Additionally, after researching significant dates that positively affected the movement in 2017 those were written on the arms of the girls in the video as well.
"We both felt that these words needed to be written on the girls simply because they impact us every day," Bentkowski said. "And women are the embodiment of empowerment."
The video also acknowledges everyone who has helped be a part of the growing topic at school and in the community.
When the wall of activists is completed, the pair add another hashtag, #GirlLove.
The video began as an assignment for the pair's broadcast journalism class.
"We wanted to make sure we had equal representation across grade levels, races and ethnicity because part of feminism is about equality and supporting everyone," Bentkowski said.
Bentkowski said because it was a controversial topic they expected some mixed reviews on the video but so far it's been nothing but positive.
Kanaya said it has been important to see women speaking out against their sexual predators.

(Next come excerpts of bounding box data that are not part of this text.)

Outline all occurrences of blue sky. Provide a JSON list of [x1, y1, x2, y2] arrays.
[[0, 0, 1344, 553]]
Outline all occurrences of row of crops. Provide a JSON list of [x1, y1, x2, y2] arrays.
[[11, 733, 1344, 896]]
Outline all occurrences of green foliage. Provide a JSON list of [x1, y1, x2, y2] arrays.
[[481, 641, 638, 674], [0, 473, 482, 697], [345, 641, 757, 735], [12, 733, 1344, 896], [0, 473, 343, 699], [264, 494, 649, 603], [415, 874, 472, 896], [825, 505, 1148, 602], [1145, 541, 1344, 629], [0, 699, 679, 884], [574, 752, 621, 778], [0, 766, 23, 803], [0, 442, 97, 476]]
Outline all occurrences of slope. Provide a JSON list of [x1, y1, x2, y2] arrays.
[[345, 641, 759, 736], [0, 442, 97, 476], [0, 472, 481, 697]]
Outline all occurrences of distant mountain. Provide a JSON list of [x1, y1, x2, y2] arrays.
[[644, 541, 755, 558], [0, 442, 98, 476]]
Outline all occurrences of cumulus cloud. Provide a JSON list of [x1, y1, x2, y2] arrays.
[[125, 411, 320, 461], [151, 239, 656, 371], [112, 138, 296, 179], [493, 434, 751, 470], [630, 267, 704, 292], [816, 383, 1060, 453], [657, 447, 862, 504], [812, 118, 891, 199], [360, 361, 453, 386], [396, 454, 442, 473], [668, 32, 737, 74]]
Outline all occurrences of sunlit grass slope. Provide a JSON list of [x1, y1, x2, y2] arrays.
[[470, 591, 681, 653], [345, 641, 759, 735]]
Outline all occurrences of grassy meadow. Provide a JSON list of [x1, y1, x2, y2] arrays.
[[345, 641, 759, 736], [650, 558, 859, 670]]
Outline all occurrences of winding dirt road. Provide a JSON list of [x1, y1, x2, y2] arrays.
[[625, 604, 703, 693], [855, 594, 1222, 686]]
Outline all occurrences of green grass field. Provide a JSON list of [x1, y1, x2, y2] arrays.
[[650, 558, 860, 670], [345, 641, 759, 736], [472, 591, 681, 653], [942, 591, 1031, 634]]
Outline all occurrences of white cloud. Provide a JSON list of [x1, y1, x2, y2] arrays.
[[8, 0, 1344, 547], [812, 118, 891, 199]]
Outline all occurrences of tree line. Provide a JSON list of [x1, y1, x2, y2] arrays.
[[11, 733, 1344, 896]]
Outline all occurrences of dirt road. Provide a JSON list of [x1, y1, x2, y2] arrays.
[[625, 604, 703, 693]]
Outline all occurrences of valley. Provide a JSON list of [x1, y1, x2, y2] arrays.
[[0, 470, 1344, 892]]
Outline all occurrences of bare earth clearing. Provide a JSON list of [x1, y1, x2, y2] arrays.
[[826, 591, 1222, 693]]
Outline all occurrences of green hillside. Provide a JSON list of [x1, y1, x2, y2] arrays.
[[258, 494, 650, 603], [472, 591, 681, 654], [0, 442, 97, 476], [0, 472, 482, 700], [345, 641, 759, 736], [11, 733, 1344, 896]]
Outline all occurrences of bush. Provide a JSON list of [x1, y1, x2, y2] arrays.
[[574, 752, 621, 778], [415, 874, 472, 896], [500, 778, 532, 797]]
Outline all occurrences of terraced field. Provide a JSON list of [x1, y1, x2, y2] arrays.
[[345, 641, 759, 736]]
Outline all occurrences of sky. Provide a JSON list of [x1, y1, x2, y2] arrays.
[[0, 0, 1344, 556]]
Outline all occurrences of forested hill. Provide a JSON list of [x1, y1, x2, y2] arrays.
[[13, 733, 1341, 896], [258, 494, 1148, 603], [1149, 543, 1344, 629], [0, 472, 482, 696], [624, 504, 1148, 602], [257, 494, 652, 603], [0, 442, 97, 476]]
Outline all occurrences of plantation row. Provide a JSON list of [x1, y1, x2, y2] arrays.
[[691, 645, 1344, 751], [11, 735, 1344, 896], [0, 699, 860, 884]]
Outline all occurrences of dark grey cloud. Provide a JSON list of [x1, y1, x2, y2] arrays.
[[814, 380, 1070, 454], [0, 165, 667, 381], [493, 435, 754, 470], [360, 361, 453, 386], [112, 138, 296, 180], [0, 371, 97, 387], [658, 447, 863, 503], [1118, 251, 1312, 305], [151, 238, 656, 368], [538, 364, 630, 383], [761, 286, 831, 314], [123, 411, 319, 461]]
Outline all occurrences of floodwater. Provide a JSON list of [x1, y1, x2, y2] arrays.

"If no one speaks out — if teenagers like us don't take a stand now than that silence is just going to continue," she said. "It's going to be perceived to society that it is OK to continue those horrific actions. We wanted to spread a positive message of equality."
Kanaya said she just wants to be seen and respected the same as her male counterparts and in general.
"If we just had more equality and love in this world," she said.
A message Bentkowski wants viewers to take away from the video is to not be afraid to speak their beliefs and don't be afraid to make something that portrays them in a controversial way.
"It is nice to reach out to other people who might be thinking the same way," she said.